The mechanism here is acquisition-driven refocus, not AI and not a funding cliff. Boiron's framing is that a foundation and a payments company "do not operate the same way," so the roles being cut are structurally redundant with what Coinme and Sequence bring. He offered to vouch for departing staff personally, calling "ex-Polygon talent...as good as it gets" (BeInCrypto). Severance and transition support are being provided, and some employees were asked to stay temporarily through the integration.
The real pressure underneath is commercial. The native POL token is down roughly 94% from its all-time high and about 56% from a January peak (HTX Insights), and Polygon shut down its zkEVM Mainnet Beta on July 1 after a year-long wind-down. Boiron says revenue is strong and stablecoin volume keeps setting records, and he is targeting profitability in 2027. The bet is that regulated payments rails are a better business than selling developer infrastructure for a token nobody is buying. Same day, 1inch co-founder Anton Bukov separately revealed he was fired in November 2025 and is building a new infrastructure startup, a reminder that the crypto layer is reorganizing around revenue, not narratives (KuCoin).
WPP plans several hundred more cuts under an AI-investment banner
WPP, the world's largest advertising holding company, is preparing to eliminate several hundred more jobs globally by the end of 2026, roughly 1% of its workforce, as part of CEO Cindy Rose's "Elevate28" turnaround, Ad Age first reported on July 13. WPP ended 2025 with about 98,655 staff, down 9,400 from the year before (Campaign via Performance Marketing World).
The cuts are aimed at VML, the merged creative agency, and back-office functions like finance, HR, and support, with client-facing roles largely spared (exchange4media, Indian Television). They feed a £500 million annual savings target by 2028, and WPP is explicit that the freed money goes toward "artificial intelligence, automation and integrated client solutions."

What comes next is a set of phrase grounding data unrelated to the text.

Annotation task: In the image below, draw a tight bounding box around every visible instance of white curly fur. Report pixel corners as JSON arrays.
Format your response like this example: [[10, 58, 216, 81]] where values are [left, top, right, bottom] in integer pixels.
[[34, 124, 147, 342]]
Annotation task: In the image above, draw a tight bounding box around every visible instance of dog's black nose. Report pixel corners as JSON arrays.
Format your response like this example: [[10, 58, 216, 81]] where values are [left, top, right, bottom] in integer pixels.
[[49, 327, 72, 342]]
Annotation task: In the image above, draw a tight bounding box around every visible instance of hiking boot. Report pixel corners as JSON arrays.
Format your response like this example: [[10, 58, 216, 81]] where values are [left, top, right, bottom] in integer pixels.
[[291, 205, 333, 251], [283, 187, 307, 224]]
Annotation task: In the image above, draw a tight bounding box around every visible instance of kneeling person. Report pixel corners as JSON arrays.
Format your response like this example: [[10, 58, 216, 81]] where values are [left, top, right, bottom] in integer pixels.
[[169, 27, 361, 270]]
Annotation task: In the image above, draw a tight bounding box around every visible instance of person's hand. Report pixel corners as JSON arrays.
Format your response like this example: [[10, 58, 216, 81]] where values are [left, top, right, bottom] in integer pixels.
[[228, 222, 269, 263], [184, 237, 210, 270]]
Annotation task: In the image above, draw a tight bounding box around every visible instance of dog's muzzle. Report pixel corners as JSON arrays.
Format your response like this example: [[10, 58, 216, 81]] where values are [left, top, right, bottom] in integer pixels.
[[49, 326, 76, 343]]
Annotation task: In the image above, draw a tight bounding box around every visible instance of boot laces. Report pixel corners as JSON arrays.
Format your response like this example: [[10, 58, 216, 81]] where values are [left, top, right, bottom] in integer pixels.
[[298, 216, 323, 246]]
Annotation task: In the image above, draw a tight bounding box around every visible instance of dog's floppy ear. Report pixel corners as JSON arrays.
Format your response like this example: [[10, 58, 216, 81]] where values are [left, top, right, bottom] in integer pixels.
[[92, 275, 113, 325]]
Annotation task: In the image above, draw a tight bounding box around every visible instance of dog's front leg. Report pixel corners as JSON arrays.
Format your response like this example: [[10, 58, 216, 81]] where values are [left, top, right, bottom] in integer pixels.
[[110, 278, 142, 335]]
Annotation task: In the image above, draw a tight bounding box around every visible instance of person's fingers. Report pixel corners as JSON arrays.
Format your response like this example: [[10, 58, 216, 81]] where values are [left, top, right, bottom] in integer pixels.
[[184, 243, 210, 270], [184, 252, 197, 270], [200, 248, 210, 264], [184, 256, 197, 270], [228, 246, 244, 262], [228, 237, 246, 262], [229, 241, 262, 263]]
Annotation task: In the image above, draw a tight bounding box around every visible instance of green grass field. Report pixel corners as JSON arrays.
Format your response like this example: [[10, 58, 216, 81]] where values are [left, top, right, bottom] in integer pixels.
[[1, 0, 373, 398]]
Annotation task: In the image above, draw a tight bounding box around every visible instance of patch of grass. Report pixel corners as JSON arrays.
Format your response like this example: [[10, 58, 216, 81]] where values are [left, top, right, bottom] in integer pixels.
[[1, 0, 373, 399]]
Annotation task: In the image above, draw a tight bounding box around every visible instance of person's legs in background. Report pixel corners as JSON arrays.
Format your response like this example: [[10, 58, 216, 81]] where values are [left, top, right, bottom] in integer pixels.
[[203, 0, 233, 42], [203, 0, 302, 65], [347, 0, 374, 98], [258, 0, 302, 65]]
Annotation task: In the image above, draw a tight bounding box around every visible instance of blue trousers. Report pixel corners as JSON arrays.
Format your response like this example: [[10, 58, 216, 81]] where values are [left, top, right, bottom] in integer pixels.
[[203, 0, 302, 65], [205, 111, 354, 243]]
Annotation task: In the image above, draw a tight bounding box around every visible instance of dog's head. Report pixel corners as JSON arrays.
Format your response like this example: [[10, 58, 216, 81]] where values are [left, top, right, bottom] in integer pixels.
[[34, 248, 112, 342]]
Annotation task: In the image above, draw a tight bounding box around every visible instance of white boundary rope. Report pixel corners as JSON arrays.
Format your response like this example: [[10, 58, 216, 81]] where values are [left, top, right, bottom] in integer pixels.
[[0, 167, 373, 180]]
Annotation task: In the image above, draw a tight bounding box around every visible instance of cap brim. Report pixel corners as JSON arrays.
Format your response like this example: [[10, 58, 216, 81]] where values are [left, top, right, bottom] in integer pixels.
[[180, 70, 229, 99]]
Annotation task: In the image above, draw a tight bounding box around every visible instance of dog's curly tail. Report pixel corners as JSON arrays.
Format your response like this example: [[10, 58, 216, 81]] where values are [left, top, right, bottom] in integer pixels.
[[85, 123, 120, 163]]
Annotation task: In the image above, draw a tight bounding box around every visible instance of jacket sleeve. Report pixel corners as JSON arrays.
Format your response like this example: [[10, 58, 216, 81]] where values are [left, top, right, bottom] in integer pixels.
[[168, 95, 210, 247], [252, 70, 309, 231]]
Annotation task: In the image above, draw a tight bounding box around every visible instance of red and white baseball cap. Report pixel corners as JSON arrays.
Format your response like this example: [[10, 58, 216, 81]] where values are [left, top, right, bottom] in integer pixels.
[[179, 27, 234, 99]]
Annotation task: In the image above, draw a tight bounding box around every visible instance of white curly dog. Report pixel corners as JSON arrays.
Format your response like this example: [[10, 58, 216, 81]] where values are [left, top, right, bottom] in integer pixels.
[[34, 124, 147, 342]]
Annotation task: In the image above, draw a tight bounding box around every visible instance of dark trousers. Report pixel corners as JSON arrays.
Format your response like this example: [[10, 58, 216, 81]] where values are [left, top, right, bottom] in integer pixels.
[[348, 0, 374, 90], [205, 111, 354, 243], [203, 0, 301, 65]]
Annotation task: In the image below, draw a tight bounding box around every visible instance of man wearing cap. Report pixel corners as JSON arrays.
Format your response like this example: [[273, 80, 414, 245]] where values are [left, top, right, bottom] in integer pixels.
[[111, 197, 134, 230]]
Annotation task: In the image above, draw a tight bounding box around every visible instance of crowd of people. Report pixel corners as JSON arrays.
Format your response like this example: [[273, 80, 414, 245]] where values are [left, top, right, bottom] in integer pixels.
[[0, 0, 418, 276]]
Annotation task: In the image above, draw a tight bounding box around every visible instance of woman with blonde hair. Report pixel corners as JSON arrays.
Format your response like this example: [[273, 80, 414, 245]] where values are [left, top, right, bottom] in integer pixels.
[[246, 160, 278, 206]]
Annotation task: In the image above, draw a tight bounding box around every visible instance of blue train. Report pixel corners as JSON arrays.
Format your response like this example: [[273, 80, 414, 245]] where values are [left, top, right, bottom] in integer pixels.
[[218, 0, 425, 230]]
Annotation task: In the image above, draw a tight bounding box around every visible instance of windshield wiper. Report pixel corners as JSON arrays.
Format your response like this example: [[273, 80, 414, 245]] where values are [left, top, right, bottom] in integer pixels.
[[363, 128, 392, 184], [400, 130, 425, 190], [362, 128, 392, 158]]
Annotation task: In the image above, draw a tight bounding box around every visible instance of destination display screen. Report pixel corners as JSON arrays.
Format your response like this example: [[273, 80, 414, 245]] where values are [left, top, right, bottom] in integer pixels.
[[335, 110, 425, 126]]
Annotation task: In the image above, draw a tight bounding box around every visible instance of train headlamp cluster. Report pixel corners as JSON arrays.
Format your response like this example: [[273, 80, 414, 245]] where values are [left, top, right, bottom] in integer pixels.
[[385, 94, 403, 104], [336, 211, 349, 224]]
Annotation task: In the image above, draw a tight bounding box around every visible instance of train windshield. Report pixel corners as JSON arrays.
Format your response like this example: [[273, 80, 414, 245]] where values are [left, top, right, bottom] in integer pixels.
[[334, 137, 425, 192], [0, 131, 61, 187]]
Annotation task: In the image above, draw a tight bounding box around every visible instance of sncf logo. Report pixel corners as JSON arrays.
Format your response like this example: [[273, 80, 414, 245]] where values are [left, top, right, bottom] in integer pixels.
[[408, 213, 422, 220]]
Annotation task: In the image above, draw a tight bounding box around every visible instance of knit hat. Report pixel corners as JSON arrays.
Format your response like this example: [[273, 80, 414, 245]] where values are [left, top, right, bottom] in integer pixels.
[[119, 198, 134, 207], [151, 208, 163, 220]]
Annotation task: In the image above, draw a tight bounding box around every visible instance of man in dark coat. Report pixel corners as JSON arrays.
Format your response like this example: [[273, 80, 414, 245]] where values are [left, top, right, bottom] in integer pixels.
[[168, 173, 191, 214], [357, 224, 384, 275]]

This is advertising, not pure tech, so it sits in the tally the way Allianz did, flagged as a non-core line item. It earns a block because the stated-reason-versus-real-mechanism gap is the beat's bread and butter, and WPP is running the clean version: cut back-office headcount, cite AI investment, chase a savings number after losing the Adidas account to Omnicom and posting negative growth (bizcommunity). The plausible real mechanism is a slow ad market plus a holding company that has run out of growth levers other than cost, with AI as the investment banner that makes the cuts palatable to investors. GroupM was already rebranded as WPP Media; the structural compression is not new, it is accelerating.
Briefs
Bitcoin Depot, 109, Georgia (WARN, not a new announcement). Bitcoin Depot Operating filed a WARN notice affecting 109 workers at its Sandy Springs, Georgia location, listed on WARN Tracker as a July 17 entry. The filing itself dates to May 18, 2026, so this is a notice becoming effective, not a fresh announcement. The crypto-ATM operator's cut is real but old; noted here only to keep the WARN ledger honest and separate from this week's new rounds.

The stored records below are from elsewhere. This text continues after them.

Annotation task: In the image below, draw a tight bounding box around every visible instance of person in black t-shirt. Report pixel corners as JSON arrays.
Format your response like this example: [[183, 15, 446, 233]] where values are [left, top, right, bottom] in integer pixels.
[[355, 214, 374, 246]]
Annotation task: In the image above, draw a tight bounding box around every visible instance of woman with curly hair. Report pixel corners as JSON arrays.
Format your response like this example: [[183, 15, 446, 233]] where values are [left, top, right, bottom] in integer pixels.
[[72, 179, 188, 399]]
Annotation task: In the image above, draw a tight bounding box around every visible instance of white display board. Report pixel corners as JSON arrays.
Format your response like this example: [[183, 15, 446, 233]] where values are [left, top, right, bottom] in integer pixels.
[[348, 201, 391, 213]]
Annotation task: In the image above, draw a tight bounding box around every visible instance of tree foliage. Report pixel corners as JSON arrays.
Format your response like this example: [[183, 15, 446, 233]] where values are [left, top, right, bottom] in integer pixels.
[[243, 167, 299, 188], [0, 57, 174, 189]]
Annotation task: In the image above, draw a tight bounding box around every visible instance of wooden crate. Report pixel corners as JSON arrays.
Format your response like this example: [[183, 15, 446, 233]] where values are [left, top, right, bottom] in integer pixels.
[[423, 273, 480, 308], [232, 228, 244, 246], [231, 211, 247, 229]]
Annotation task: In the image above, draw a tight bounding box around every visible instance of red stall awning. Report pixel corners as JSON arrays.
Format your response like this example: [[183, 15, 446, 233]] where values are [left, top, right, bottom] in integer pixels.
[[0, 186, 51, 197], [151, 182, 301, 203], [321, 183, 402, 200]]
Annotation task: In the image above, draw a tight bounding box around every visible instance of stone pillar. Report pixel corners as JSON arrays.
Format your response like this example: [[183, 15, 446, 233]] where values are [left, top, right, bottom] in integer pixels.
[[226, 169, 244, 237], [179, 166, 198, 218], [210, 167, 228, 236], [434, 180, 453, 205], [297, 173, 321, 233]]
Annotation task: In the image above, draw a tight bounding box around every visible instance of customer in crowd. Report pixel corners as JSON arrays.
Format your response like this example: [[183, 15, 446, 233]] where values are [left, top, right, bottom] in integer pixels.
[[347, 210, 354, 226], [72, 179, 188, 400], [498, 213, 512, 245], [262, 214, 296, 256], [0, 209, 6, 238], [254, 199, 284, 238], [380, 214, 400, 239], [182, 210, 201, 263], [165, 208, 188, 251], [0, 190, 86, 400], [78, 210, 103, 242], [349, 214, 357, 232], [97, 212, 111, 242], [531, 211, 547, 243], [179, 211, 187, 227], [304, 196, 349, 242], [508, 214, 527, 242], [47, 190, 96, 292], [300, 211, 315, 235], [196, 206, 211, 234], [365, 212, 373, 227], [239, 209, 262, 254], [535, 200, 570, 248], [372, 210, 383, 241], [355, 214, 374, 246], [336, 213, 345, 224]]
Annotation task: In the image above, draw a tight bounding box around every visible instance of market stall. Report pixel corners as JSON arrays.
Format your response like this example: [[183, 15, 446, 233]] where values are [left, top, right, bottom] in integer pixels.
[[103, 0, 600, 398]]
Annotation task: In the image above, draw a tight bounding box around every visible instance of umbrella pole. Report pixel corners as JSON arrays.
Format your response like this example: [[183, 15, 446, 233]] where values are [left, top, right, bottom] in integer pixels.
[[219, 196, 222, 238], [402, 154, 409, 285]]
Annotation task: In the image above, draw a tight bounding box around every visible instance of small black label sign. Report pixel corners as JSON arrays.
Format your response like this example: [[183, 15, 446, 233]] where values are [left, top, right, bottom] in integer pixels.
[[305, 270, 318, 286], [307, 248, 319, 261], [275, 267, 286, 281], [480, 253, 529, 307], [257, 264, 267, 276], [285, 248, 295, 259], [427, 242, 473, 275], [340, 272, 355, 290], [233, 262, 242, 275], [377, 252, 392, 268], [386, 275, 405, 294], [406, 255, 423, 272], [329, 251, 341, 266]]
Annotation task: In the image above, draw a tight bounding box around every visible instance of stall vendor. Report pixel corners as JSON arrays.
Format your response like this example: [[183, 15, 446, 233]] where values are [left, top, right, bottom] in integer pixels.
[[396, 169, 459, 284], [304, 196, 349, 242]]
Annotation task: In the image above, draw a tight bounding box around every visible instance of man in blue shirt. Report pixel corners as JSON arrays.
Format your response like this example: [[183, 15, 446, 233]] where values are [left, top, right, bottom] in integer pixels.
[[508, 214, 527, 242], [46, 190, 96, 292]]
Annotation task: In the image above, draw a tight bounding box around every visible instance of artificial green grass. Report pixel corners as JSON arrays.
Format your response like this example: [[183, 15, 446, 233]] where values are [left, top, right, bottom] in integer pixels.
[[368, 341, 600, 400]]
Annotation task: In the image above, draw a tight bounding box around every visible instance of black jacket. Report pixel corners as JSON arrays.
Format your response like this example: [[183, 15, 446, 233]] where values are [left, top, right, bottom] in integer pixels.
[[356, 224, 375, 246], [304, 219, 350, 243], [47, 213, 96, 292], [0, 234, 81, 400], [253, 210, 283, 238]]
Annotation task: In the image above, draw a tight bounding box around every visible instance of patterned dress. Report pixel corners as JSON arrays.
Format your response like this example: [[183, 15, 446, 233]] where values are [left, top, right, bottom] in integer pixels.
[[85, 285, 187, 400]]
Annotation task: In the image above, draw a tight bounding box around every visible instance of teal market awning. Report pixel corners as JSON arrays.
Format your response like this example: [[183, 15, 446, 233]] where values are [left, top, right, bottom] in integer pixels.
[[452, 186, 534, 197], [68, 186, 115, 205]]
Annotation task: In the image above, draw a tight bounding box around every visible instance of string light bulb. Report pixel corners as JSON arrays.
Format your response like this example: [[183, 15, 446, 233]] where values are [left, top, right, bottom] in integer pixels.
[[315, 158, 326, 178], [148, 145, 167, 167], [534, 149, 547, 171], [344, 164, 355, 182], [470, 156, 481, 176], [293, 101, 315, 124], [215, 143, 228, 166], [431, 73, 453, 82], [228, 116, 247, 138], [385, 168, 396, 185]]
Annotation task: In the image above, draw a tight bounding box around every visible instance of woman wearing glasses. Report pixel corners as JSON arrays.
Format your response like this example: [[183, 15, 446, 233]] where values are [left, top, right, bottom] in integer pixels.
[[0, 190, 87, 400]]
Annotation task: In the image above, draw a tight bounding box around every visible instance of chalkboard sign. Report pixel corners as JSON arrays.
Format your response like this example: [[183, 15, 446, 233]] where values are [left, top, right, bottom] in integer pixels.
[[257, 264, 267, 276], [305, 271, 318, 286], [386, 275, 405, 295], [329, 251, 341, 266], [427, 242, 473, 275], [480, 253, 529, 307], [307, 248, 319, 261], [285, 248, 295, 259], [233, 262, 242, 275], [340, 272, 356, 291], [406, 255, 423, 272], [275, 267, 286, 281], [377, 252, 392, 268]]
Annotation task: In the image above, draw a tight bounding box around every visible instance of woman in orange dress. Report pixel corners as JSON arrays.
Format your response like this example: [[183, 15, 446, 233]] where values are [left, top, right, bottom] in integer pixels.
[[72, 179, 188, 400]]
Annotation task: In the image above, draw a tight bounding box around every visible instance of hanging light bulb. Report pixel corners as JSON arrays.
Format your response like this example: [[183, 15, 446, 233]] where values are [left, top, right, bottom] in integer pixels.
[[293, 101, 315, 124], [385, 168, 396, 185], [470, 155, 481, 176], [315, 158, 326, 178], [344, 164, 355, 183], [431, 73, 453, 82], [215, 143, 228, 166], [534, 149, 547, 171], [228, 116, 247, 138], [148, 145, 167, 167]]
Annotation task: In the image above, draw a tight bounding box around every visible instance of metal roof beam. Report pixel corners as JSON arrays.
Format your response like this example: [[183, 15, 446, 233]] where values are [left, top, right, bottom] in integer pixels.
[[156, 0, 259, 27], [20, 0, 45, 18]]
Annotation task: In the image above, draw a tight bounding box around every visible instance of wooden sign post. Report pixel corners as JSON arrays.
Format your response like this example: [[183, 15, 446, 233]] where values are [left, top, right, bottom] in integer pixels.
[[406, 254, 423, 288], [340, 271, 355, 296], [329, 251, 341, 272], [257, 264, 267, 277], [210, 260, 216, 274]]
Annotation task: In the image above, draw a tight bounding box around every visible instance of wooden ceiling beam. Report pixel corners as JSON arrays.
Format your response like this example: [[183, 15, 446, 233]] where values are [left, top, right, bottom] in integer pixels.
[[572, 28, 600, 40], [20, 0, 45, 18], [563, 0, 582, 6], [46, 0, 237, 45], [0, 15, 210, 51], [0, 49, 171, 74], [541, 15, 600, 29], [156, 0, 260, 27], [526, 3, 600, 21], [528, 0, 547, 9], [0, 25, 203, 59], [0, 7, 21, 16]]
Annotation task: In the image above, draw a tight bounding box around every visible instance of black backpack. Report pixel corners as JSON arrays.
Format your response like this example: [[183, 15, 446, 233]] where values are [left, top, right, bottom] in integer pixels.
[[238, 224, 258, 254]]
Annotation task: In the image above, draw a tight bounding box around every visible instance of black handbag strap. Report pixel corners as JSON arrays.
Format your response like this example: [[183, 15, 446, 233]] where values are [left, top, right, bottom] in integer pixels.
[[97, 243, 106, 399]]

Hiring counter-signal: where the talent reroutes
The security and crypto cuts both came with absorb-the-talent signals this week. Inside Microsoft, Gallot is hiring back Naseem Tuffaha and pulling in Rajesh Sundaram from NetApp even as she pushes eight senior executives out, while Shawn Bice's move to AWS shows a rival cloud absorbing a displaced security leader. Standing signal from earlier this year: Lovable, the Stockholm AI startup valued at $6.6 billion, is hiring roughly 400 people globally in 2026 and openly recruiting laid-off Meta, Microsoft, and Google staff, with a 10% anniversary raise as a retention hook and a former Meta engineering director already on board (Entrepreneur). The pattern across the month is consistent: the people getting cut are not disappearing from the industry, they are moving from incumbent payrolls to AI-native ones, often at lower headcount. The net is still down.